Видя, как лихо приходится Гришину, говорю ему: «Пропадешь ты тут...»– «Ты что, мне панихиду поешь?»– Сергей уставился на меня. «При чем тут разные поповские слова? Я даже муллы не боялся... Жрать людям нечего. Скоро всех лошадей съедите! И не только раненых, пушки не на чем будет везти. Подумай!»– «Ишь ты, какой стратег нашелся! А ну-ка, Александр Султанович, скажи мне, что у тебя на уме?»– «Уходить надо отсюда, Сергей Владимирович».– «Куда? В мой Краснинский район?»

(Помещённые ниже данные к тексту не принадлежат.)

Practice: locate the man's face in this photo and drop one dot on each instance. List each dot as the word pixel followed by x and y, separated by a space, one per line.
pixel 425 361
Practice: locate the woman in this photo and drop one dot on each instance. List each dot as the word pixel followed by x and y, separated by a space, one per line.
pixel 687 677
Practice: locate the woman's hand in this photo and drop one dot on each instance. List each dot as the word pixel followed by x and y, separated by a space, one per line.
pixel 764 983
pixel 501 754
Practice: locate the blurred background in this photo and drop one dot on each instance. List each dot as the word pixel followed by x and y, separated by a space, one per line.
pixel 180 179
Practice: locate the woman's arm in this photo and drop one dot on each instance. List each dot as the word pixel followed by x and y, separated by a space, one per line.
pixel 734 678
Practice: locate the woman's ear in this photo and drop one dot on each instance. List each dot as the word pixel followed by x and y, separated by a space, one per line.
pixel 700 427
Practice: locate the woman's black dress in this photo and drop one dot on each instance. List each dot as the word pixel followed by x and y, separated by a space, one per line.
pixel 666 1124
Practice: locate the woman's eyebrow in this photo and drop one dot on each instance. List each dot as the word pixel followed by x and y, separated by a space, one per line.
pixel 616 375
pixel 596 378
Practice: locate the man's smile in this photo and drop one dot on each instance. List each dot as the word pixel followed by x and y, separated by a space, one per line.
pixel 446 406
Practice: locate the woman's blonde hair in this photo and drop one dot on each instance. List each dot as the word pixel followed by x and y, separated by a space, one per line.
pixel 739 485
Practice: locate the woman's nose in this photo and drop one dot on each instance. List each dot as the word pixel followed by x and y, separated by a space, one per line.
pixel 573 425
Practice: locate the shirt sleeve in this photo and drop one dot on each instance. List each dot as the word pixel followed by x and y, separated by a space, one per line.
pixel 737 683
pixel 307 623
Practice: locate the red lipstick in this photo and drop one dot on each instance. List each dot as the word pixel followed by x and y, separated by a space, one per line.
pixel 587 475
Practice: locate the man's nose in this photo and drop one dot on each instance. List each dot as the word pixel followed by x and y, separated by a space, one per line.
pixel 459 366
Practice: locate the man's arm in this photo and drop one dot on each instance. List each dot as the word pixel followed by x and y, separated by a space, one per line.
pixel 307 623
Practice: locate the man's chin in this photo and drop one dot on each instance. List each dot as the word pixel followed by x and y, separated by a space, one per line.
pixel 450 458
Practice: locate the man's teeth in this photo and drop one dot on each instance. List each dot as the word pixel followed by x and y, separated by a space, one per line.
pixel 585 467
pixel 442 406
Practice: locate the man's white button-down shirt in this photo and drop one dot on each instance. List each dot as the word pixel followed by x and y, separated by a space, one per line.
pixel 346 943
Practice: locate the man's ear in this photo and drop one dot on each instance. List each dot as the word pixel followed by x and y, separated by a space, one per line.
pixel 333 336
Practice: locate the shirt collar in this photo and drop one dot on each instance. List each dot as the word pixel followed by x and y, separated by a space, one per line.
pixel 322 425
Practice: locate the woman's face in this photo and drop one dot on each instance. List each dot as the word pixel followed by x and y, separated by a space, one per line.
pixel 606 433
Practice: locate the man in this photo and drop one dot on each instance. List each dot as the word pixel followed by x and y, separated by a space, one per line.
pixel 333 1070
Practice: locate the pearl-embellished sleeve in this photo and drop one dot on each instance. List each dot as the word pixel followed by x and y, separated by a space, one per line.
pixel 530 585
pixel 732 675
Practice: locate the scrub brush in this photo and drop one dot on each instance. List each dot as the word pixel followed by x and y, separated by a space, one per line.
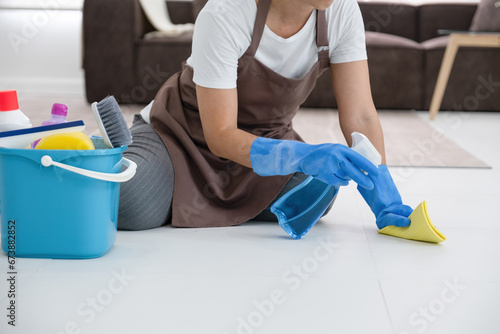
pixel 109 118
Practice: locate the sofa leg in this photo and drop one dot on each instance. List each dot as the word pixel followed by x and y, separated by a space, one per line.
pixel 444 74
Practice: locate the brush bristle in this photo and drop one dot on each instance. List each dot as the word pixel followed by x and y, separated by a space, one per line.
pixel 114 123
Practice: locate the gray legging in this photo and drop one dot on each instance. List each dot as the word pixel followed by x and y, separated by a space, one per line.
pixel 146 200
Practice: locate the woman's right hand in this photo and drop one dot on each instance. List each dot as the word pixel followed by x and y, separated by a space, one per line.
pixel 334 164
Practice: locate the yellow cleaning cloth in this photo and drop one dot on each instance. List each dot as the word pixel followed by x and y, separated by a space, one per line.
pixel 420 229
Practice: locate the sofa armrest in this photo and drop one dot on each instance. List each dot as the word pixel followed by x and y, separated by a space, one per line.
pixel 390 17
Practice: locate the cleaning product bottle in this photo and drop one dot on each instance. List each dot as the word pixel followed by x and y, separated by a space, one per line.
pixel 58 115
pixel 11 118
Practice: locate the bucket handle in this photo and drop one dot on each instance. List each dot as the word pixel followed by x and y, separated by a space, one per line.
pixel 113 177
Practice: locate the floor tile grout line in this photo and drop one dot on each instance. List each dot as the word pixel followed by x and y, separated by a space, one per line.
pixel 379 282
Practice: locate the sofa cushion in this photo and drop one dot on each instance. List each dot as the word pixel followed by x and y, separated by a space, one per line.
pixel 157 60
pixel 390 17
pixel 487 16
pixel 396 71
pixel 474 80
pixel 453 16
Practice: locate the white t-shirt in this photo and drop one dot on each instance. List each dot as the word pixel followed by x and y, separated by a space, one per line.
pixel 223 32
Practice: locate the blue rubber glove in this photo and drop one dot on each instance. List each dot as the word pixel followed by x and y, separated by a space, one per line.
pixel 385 201
pixel 334 164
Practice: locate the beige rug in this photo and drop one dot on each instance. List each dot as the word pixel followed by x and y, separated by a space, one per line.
pixel 409 140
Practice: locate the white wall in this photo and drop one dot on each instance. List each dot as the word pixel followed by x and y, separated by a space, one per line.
pixel 40 43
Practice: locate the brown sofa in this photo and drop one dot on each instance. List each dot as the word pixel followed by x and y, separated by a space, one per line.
pixel 403 45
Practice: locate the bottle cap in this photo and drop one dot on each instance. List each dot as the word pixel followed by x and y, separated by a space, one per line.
pixel 59 109
pixel 8 100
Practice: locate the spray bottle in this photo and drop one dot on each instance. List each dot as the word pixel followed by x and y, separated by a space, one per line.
pixel 11 118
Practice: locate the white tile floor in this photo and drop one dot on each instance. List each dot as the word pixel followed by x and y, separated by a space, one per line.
pixel 343 277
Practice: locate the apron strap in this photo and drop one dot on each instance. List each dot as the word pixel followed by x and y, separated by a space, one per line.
pixel 258 28
pixel 322 43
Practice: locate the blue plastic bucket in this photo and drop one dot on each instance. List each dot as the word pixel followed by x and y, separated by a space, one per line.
pixel 48 211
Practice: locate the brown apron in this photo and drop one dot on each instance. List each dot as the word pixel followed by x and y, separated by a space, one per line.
pixel 212 191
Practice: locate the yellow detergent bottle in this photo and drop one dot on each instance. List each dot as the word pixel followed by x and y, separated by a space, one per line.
pixel 66 141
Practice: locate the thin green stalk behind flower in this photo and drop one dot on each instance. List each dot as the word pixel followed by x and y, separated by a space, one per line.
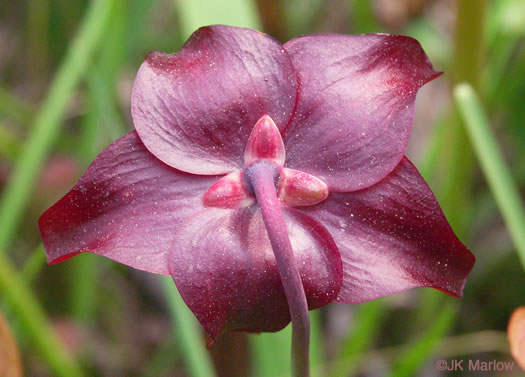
pixel 188 333
pixel 31 316
pixel 48 120
pixel 496 172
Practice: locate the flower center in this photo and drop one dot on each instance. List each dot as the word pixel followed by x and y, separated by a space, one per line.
pixel 265 146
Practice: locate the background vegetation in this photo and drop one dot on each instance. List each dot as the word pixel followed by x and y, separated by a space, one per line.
pixel 66 70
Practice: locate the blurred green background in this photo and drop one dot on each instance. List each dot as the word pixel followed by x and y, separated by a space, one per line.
pixel 66 71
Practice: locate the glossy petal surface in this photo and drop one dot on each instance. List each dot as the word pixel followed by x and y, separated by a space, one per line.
pixel 195 109
pixel 127 206
pixel 225 269
pixel 393 236
pixel 355 106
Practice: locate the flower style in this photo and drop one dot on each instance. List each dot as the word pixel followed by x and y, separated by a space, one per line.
pixel 254 164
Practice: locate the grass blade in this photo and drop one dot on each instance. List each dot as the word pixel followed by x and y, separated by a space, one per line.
pixel 31 316
pixel 48 120
pixel 188 333
pixel 496 172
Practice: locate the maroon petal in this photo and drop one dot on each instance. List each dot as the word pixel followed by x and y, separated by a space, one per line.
pixel 195 109
pixel 225 269
pixel 127 207
pixel 393 236
pixel 355 106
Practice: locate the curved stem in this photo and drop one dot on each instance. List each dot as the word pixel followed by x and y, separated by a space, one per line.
pixel 261 178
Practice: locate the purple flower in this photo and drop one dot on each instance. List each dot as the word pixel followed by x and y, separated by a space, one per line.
pixel 243 147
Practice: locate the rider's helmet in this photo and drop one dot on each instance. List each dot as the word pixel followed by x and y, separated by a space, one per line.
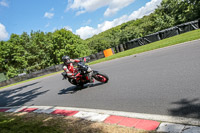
pixel 66 59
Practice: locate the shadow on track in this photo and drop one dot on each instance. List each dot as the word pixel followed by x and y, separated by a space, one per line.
pixel 19 96
pixel 74 89
pixel 188 108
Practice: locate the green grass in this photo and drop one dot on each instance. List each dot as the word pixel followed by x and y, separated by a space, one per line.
pixel 189 36
pixel 19 124
pixel 30 80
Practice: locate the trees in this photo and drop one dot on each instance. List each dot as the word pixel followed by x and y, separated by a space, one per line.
pixel 28 53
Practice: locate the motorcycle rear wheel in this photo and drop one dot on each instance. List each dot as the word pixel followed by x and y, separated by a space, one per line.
pixel 101 77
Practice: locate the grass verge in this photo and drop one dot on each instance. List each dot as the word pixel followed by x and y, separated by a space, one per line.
pixel 189 36
pixel 46 123
pixel 30 80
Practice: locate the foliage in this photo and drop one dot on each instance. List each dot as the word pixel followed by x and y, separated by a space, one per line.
pixel 168 14
pixel 28 53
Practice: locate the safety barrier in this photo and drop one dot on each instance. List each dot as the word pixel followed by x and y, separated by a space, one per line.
pixel 176 30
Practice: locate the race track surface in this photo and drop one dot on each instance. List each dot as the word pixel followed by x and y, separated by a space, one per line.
pixel 164 81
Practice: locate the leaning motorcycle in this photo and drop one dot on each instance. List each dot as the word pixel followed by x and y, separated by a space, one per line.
pixel 81 77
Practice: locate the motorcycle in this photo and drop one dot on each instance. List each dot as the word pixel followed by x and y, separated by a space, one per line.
pixel 82 75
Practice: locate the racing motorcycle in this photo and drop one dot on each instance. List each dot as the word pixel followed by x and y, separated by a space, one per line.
pixel 82 76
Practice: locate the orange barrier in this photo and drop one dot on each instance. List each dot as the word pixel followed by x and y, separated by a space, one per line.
pixel 108 52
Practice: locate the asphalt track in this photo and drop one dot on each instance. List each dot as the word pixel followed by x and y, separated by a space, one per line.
pixel 163 82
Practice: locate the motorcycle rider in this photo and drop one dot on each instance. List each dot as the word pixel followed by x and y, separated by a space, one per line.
pixel 70 71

Сергей сразу двух генералов за нос водил. А потом побил и ушел восвояси. У них регулярные войска, танки, самолеты, а у Гришина было семьдесят подвод с ранеными. Так это ж Гришин!

Александр Бикбаев выдохнул слова с присвистом. Загорелое бронзовое лицо его казалось мне мужественным; рассказ его был горячим, искренним, и мысли свои он излагал просто, с чуть грубоватой интонацией в голосе. Выглядел командир отряда куда старше своих лет.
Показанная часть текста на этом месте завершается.